Is it time for a summer Christmas?

IN LIGHT OF the current Co-Op advertising campaign in which they play the Andy Williams Christmas song 'The Most Wonderful Time of the Year' to promote their summer products, I started thinking; wouldn't it b great if we moved Christmas to the summer.

Don't laugh. Think about it. I have never quite understood the sense of having it in the middle of winter. The weather is dreadful, it gets dark at half-past three in the afternoon and most people are suffering from one nasty bug or another.

On top of that, winter is a depressing time of the year for many people. Plus it is also the most expensive with extra gas and electricity bills. Add Christmas into the mix, and all the extra stress that brings with it, and it is a recipe for disaster. It is no wonder that the suicide rate goes through the roof at this time of the year.

No. Surely it would make much more sense to move Christmas to a time of the year when most people are feeling happier and more at peace. Like August for example.

Lets look at the pluses. Firstly it would help to break up the 6 weeks summer holiday.
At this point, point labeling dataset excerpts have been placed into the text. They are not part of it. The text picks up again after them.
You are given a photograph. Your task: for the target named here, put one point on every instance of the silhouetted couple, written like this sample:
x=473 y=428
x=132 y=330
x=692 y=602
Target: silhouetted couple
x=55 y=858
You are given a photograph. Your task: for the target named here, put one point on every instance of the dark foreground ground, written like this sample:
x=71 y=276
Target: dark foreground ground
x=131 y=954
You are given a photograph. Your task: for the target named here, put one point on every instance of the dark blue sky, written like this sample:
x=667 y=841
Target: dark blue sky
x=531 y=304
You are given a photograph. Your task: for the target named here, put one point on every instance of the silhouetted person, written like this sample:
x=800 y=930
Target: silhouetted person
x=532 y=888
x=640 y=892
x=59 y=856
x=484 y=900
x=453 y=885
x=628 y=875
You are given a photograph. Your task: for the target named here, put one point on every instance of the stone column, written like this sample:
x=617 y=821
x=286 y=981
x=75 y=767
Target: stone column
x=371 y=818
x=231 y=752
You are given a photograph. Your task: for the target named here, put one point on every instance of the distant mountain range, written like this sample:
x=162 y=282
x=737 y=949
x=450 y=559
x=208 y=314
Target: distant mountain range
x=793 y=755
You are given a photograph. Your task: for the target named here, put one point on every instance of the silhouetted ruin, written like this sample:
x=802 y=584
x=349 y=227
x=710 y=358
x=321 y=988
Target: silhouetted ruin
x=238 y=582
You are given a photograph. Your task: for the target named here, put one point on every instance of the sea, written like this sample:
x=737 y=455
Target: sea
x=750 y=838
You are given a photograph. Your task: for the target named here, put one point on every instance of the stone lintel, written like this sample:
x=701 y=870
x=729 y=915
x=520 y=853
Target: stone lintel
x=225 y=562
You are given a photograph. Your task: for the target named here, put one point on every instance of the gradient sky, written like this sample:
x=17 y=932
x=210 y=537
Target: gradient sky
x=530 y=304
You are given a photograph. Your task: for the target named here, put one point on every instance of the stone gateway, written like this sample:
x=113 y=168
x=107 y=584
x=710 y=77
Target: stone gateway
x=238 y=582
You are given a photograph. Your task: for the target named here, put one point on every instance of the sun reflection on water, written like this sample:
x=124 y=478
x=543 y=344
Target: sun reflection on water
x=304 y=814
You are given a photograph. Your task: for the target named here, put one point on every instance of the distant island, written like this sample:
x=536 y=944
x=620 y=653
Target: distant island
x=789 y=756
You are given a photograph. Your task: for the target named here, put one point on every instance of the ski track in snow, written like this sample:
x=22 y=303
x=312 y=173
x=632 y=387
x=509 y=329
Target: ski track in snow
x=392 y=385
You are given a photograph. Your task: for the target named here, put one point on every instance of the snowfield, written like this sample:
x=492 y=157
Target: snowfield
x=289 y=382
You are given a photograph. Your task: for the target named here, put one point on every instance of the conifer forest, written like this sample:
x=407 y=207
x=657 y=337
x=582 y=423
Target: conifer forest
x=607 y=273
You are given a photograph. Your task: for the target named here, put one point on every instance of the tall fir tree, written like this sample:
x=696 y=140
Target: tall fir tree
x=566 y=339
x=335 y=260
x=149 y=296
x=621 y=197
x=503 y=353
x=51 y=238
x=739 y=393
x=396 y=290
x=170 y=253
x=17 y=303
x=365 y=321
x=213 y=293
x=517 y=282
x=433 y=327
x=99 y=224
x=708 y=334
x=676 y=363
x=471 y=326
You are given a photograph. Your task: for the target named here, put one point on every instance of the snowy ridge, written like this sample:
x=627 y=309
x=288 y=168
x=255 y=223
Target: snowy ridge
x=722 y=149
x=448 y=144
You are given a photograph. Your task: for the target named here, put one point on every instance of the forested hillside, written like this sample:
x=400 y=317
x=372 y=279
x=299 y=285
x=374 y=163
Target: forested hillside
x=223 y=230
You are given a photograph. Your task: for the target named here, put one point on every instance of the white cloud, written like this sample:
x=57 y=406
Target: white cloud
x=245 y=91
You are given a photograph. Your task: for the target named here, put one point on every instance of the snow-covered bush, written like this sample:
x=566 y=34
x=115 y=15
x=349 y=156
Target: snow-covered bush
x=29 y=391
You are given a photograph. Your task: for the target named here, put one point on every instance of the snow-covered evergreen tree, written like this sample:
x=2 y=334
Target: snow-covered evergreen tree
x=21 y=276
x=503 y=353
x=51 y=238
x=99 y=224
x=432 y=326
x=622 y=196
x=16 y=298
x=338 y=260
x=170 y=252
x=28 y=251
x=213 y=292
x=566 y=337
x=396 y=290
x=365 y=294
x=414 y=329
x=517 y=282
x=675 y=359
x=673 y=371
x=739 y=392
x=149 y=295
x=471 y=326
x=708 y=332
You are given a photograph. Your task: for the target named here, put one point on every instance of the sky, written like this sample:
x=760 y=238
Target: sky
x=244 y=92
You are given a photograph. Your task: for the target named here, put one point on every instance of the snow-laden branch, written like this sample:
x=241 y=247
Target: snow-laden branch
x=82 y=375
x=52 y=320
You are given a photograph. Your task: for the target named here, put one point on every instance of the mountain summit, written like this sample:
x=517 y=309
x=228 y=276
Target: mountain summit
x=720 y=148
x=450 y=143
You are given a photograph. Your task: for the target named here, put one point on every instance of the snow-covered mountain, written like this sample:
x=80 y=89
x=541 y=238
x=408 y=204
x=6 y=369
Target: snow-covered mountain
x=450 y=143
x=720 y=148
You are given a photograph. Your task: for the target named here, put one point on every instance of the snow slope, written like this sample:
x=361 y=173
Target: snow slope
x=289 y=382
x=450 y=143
Secondly the weather is likely to be good which would make travel plans to visit relatives that much easier. No road chaos due to ice and snow, less train and flight delays or cancellations. It would also lead to a far more pleasant Christmas Day experience.
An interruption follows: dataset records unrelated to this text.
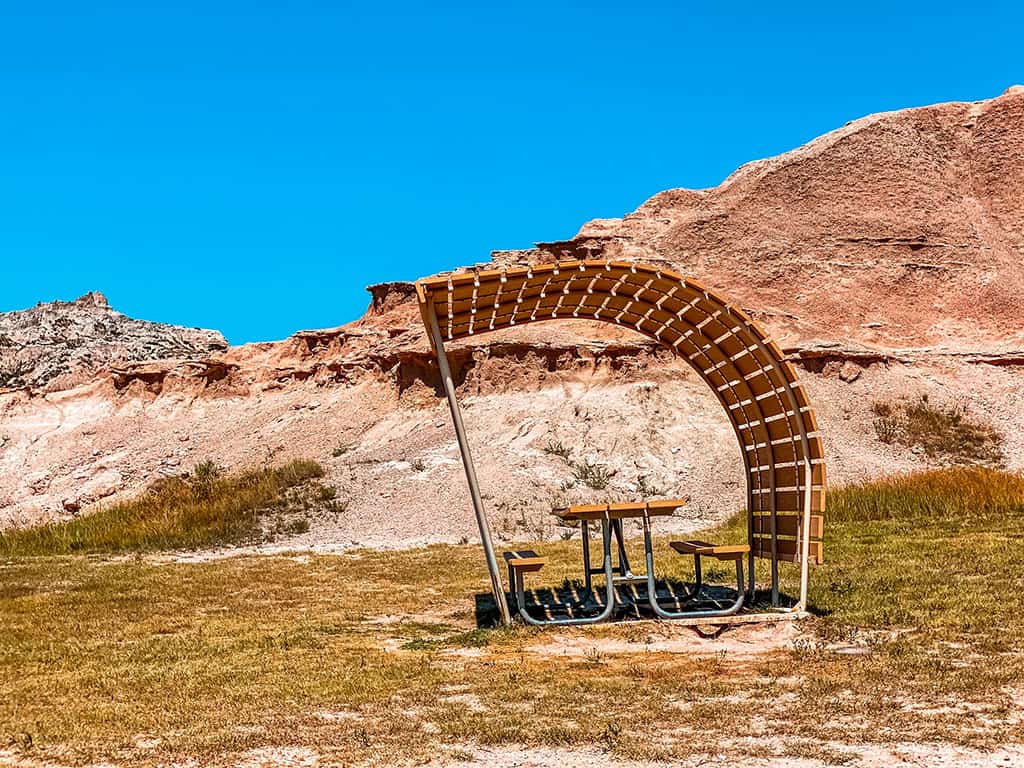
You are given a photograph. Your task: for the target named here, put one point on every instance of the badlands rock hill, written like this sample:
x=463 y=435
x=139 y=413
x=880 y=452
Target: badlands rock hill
x=886 y=257
x=61 y=341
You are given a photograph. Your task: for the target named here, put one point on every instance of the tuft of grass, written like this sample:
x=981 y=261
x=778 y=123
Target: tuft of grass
x=944 y=432
x=558 y=449
x=205 y=508
x=954 y=494
x=593 y=475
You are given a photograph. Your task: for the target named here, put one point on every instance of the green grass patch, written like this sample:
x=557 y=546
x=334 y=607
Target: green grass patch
x=375 y=657
x=204 y=509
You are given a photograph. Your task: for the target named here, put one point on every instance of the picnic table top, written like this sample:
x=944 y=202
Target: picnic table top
x=620 y=510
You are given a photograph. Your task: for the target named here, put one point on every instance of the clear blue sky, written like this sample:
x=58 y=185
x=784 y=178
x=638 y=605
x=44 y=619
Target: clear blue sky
x=252 y=166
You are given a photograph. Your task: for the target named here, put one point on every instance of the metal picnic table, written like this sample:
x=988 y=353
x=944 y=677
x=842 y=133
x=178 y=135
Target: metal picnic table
x=610 y=517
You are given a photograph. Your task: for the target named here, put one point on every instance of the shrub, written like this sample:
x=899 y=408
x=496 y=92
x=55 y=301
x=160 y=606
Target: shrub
x=596 y=476
x=944 y=432
x=557 y=449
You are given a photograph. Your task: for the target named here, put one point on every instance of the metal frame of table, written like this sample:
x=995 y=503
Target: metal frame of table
x=611 y=516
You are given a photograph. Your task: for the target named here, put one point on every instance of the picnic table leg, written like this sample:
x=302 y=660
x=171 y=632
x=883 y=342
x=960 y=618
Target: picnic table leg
x=588 y=580
x=651 y=587
x=609 y=598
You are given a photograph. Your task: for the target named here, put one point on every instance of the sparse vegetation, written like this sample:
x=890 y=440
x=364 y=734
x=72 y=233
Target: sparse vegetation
x=922 y=578
x=593 y=475
x=647 y=488
x=554 y=448
x=204 y=508
x=943 y=432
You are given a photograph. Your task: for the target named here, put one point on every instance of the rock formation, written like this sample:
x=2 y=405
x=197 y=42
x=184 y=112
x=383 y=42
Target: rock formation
x=62 y=342
x=886 y=257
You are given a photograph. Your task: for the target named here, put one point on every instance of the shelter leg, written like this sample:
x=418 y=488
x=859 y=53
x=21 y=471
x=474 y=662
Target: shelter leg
x=467 y=461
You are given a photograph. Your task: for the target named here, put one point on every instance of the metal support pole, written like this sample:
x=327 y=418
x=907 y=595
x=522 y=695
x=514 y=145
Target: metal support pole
x=467 y=462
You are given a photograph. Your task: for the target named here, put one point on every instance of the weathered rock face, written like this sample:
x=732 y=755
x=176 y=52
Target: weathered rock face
x=886 y=257
x=64 y=342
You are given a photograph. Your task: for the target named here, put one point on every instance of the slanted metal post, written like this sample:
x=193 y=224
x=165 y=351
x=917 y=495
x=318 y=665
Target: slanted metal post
x=467 y=462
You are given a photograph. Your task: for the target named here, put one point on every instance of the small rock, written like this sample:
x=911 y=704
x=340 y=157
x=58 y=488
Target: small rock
x=850 y=372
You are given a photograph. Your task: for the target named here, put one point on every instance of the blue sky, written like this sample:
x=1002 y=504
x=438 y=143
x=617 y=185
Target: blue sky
x=251 y=167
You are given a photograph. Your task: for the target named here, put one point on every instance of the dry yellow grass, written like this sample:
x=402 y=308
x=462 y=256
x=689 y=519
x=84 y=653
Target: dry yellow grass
x=376 y=656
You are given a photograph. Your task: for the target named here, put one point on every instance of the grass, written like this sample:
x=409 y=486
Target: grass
x=203 y=509
x=944 y=432
x=206 y=660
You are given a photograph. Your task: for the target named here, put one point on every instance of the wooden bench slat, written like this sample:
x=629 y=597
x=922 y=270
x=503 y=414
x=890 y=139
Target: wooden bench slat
x=787 y=550
x=718 y=551
x=787 y=524
x=526 y=560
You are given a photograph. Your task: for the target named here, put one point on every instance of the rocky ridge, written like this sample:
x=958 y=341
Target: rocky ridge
x=60 y=343
x=886 y=258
Presents could be opened on the patio and Christmas dinner could be a bar-be-cue. The kids would be able to play in the garden, maybe get the paddling pool out, while the parents could be sipping Pimms and relaxing in the sun. Sounds good eh?

The only arguments I have heard in favour of leaving things as they are is all the clap-trap about Jesus' birthday and it being the only thing that currently makes winter bearable. Well lets look at that shall we.

Jesus was actually born in September, the seventh month of the old Jewish calendar. The Christmas celebration we know today was originally a pagan winter festival introduced to give the peasants something to look forward to in the bleak mid-winter. Quite how it became linked in to Jesus is unclear, although I suspect the Christians simply hijacked it.

I can certainly see the sense in having some sort of winter celebration. But with more and more people working right up until Christmas now, it's not like most of us get much of a break anyway. So leave the two Bank Holidays as they are and we could even have turkey for dinner if we felt so inclined. Plus of course, we would still have New Year's Day. That would break up winter nicely.

On the plus side it may even make January more bearable. There is always a post-Christmas hangover and that month seems to drag on forever. And to make matters worse you never have any money due to over-spending at Christmas. So the more you think about it, the more appealing it sounds to move Christmas to August, right.

I would actually move it to the time we currently have the late-summer Bank Holiday. The kids are off school, the weather is usually nice and it is closer to the actual birth of Jesus, if he did indeed really exist.

So there you have it. My case for having a summer Christmas. So are you with me?